1 Let me tell you a secret:
In the first-ever writers workshop I attended, panelists extolled the virtues of imagist poetry. One even told us to write down ten images everyday. Most of us, most of the time, take the world in visually, yes. But this exercise was not only to help us actively capture these visual feeds, but to reproduce them in words, and in words that will repaint these images for the reader.
Very sound advice, I think. But I worried that my brain doesn't work this way. I think in concepts, then look for images to represent them. Insecure, I asked one writer what if. What if I do it this way? She looks at me(was it pity I saw in her eyes?): Then maybe poetry is not for you, she announced.
Well, Fuck that shit is my very concise and very image-riddled answer to that one. If for nothing else, I will make a great adobo of these seven words--sprinkled with some of my poems to taste--and feed them to her.
2 But. This is how I eat my words:
That I can just pluck past experiences and use them in my poems now like so much fodder. And still not enough.
Is this a writer's life? That moments beautiful, bizarre, heart-breaking later on serve to tell a story, to execute an effective line? How pathetic. To look back and cull from past images to serve a present need. An ever-present need to write.
I have never owned a camera, never needed it. Events in my life have gone undocumented this way. I always thought pictures diminished experiences to the whats, whos, whens, and I have always gone for the hows and whys. But if these pictures in my head find themselves in my poetry, and without their true context--those whats whos and whens--won't I, in a different way, be losing them too?
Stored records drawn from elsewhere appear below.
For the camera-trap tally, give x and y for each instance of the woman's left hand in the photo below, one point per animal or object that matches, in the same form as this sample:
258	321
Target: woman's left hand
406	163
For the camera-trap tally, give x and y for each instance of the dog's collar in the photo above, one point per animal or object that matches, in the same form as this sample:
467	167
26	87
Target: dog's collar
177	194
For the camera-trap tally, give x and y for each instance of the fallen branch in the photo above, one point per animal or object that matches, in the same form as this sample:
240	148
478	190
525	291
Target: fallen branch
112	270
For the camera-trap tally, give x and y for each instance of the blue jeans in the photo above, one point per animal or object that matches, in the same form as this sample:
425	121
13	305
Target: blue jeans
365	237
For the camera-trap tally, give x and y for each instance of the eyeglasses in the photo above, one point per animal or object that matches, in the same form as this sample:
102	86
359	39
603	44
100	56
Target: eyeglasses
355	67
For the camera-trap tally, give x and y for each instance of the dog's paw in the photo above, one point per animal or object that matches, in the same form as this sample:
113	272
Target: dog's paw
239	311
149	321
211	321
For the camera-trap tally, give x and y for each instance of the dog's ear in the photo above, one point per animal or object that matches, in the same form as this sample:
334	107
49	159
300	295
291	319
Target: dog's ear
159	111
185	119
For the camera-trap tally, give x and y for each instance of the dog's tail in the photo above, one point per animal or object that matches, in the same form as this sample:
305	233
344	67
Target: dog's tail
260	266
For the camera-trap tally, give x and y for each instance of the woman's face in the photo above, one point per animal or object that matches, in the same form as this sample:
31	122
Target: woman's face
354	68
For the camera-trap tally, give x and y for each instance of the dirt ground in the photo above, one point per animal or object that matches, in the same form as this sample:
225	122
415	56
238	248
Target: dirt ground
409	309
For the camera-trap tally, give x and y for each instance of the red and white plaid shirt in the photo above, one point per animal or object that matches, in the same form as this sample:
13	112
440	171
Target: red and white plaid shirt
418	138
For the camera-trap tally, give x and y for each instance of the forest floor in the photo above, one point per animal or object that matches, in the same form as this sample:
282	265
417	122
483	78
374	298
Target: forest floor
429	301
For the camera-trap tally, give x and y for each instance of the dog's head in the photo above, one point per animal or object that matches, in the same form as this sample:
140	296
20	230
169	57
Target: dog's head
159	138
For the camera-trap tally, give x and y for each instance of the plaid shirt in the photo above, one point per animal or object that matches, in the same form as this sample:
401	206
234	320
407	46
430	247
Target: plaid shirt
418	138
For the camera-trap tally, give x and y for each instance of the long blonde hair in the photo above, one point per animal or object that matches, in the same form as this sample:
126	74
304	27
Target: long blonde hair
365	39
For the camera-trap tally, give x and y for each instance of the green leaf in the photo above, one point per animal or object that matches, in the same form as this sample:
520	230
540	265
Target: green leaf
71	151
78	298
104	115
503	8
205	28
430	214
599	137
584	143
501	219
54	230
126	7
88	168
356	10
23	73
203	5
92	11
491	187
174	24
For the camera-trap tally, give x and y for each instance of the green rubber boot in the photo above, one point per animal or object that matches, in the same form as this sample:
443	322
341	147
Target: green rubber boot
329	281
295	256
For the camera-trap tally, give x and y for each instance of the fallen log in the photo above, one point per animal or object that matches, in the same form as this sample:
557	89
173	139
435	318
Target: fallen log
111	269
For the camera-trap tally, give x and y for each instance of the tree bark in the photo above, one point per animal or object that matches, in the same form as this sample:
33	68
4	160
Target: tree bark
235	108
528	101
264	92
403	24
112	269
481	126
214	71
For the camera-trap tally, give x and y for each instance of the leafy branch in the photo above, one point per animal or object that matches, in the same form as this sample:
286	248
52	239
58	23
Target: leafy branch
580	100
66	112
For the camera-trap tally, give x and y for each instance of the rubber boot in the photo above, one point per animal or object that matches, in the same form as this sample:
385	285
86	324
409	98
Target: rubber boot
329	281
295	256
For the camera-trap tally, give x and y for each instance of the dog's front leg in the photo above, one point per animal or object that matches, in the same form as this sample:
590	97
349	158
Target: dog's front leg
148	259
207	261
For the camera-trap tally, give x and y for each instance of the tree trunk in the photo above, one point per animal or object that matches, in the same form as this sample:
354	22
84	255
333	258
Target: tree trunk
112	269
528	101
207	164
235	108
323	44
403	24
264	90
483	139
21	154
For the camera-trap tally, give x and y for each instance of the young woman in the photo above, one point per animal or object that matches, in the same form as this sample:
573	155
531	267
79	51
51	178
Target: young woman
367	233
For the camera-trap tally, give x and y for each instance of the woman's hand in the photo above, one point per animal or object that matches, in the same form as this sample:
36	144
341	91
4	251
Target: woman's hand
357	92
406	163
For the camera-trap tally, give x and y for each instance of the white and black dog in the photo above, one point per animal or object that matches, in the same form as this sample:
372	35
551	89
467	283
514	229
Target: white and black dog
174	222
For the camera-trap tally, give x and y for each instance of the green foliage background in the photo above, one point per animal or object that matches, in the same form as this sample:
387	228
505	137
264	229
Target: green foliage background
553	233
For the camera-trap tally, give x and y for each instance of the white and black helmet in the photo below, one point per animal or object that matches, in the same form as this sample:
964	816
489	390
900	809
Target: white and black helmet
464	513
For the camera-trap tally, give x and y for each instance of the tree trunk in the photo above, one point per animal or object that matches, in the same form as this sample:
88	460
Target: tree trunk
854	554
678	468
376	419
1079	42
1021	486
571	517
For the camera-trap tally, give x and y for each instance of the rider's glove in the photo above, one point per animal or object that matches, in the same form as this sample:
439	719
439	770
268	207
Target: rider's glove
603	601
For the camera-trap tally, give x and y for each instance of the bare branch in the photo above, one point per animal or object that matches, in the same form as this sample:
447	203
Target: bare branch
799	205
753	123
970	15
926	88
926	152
I imagine myself old and wrinkled, rifling through a box of yellowed poems. Will I wish for photographs instead?
3 Enough. Two poems:
Gretel in Love/Lost
As if words were crumbs leaving a trail to my emotions
I have retraced my steps, picked every surface clean.
You were the one with
Words for everything:
Tobi, you said, tracing circles
The flight of some bird with your finger.
Later, my own fingers traced through words
In search for meaning:
Tobi. A bird of prey--
And that was how it was
With me circling and circling
Words like so many crumbs
Hints to a road I cannot follow.
Or won't.
If these should lead to a house
I have lived that story.
Once.
Reflection
aaaaWager then without hesitation that He is.
aaaaaaaaaaaaaaa--Blaise Pascal
Forgive me my love
I have turned my back on you.
Fidelity was all you required. And waiting
I spent my time looking at mirrors.
In my bedroom in the glass
Men have come and gone behind me.
Like clouds over a lake pass shift dissolve
With every drop
Their features shattered rippled into your face
As if heaven and earth finally met.
I began to believe they were you
That you were everywhere.
Or I refused to look closer.
In the mirror my eyes dark and brown
Like coins in still waters.
4 Poet vs. Scientist:
A poem by (a certain) Jacques Prevert, "Les paris stupides:" goes:
"Stupid wagers:
One Blaise Pascal
etc... etc..."
Is Pascal in heaven? And what if Prevert is there too? Are they friends? Did God make them shake hands and kiss each other on both cheeks after introducing them? Was Prevert embarrassed? Did God have to admonish Pascal for feeling a bit smug? Or was he generous and waved Prevert's apologies aside?
What if they were both in hell? Is Prevert still razzing Pascal? Is Pascal feeding Prevert infinite number of pages with "Les paris stupides" printed on them?
You see how in both cases it's the poet who eats his words? Food for thought.